I’ve lost my plurality of identity while at UChicago. I feel like a monolith: strictly defined by my character as a student. Consequently, my social interactions are dictated by this identity, especially with adults. Our university is a knowledge economy in which students are consumers who solicit the production of goods and services from our faculty. While I may be superimposing Marx onto a seemingly innocuous structure, I think our position as students lends an imperial authority on our professors. I encourage students, faculty, and the University’s policies to prioritize the synchronicity of students and faculty socialization.
I remember that feeling in high school when I saw my English teacher at Party City: “Can they leave the school?!” This type of shock has followed me to college. Students and faculty exist in disparate realms, and there’s something fundamentally strange about being assigned to a realm where I engage with adults strictly in a mode of exchange. This mode of exchange creates an impersonal social orientation endemic to universities: Adults are seen as the incarnation of research and knowledge and exist to deposit their curriculum into students. As such, we often engage with faculty in one-directional discourse: question and answer, which gives our relationships a transactional character.
Over the last few months, I’ve enjoyed trying to deconstruct the formality inherent in this intellectual exchange. I’m eager to escape the student vernacular, putting curse words on sabbatical for twenty minutes.
The University should adopt “Take a Faculty to Lunch or Dinner,” a university-funded program practiced at Dartmouth, Yale, Ohio State University, and University of Pennsylvania, among other recognizable institutions. These universities have a shared policy: sponsored vouchers, at least once per term, that cover the expenses of at least one student and one professor dining off-campus. Dartmouth describes their program as “designed to encourage undergraduate students and faculty to have substantive conversations outside of the classroom, engaging around topics of academic interests, future studies, and general life experiences.” Dartmouth offers a $30 voucher per person to be used Monday through Friday, allowing a maximum of three students and one professor per meal at either a fine-dining restaurant at the Hanover Inn or their campus food hall.

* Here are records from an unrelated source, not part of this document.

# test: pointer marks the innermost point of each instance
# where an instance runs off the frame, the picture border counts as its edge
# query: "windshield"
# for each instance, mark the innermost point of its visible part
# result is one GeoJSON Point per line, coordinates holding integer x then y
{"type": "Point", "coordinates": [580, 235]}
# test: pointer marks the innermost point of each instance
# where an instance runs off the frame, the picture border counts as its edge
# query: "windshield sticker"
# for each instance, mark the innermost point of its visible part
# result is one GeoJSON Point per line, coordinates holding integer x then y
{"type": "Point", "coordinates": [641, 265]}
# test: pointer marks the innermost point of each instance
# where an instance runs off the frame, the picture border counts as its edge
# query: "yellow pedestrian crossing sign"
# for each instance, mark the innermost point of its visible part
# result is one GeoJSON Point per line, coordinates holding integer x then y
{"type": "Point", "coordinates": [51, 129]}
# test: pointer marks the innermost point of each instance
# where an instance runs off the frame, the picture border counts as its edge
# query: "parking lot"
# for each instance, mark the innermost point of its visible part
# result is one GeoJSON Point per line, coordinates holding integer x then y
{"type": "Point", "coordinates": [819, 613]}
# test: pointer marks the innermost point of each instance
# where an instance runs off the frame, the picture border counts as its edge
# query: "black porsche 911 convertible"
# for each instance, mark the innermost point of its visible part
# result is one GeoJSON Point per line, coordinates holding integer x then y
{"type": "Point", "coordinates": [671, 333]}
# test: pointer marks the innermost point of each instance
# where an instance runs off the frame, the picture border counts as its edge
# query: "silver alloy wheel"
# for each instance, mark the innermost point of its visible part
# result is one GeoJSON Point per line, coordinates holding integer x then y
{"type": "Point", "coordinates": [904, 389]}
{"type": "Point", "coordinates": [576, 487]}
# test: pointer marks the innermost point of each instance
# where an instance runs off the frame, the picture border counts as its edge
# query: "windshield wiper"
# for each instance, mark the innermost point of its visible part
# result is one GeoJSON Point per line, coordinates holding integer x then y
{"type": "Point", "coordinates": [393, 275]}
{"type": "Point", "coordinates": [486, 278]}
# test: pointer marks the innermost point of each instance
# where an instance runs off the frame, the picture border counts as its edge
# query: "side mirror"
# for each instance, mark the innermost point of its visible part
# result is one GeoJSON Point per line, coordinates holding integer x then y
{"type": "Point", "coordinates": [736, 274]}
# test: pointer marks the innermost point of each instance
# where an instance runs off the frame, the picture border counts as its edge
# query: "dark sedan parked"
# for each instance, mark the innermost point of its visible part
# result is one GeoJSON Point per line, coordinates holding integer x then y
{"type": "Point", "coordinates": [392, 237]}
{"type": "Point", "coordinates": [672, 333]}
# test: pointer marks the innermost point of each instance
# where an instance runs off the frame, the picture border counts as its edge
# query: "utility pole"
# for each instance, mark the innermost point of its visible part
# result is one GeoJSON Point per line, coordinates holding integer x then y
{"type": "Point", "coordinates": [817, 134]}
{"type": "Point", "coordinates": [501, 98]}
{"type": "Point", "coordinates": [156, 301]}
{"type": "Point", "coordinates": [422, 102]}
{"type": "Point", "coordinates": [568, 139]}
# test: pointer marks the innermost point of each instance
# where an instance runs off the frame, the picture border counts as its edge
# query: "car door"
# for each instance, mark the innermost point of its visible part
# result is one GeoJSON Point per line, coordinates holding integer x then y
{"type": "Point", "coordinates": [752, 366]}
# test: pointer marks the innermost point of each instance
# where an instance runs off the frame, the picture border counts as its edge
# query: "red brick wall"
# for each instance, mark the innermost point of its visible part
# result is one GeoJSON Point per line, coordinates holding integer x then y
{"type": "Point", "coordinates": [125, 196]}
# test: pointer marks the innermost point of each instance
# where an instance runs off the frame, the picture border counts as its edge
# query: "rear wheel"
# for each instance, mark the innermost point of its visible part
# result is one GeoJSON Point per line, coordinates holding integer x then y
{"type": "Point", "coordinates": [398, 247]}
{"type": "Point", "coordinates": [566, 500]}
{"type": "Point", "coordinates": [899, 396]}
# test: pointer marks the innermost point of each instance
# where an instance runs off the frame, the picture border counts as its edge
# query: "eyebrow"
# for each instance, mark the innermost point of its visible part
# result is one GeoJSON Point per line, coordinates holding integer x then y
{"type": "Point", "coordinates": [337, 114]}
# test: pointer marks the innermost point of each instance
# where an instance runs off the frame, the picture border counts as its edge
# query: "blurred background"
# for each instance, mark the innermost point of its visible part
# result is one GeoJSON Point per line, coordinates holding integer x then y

UChicago should facilitate a similar program to encourage student-faculty relationships unbridled by classroom evaluation and regulation, especially since we are already plagued by a reputation as socially inept students, well-versed in everything but eye contact.
Though not administrative, I suggest professors also begin to reconfigure social norms. By referring to faculty only by their earned degrees, we are encouraged to see them as strictly defined by their intellectual labor. Instead, I encourage faculty members to let students refer to them by first-name. My Sosc professor prefers this address, and it certainly is not a demerit to his credentials. Rather, the lack of formality creates a more accessible and inviting learning environment.
As for students, I encourage you all to find ways to bridge these disparate realms. Distance yourself from the structural barriers between you and your professor: Propose office hours outside of a laboratory or office, invite a professor to coffee and correspond via email with any lingering questions. Like many of you, I’m passionate about passion. I could listen to a lecture on Turkish weaving if the lecturer were emphatic and captivating enough to convince me to care about nomadic weaving motifs. I think many of us view our professors as an auditory machine, and we aren’t afforded the conversational freedom to understand how or why they acquired their knowledge, specialty, and passion.
The modalities of student-professor interactions need to be expanded. I’m looking for mentors, not only teachers, and our school should do more to recognize the value of social interactions rather than just modes of knowledge exchange.
Henry Cantor is a first-year in the College.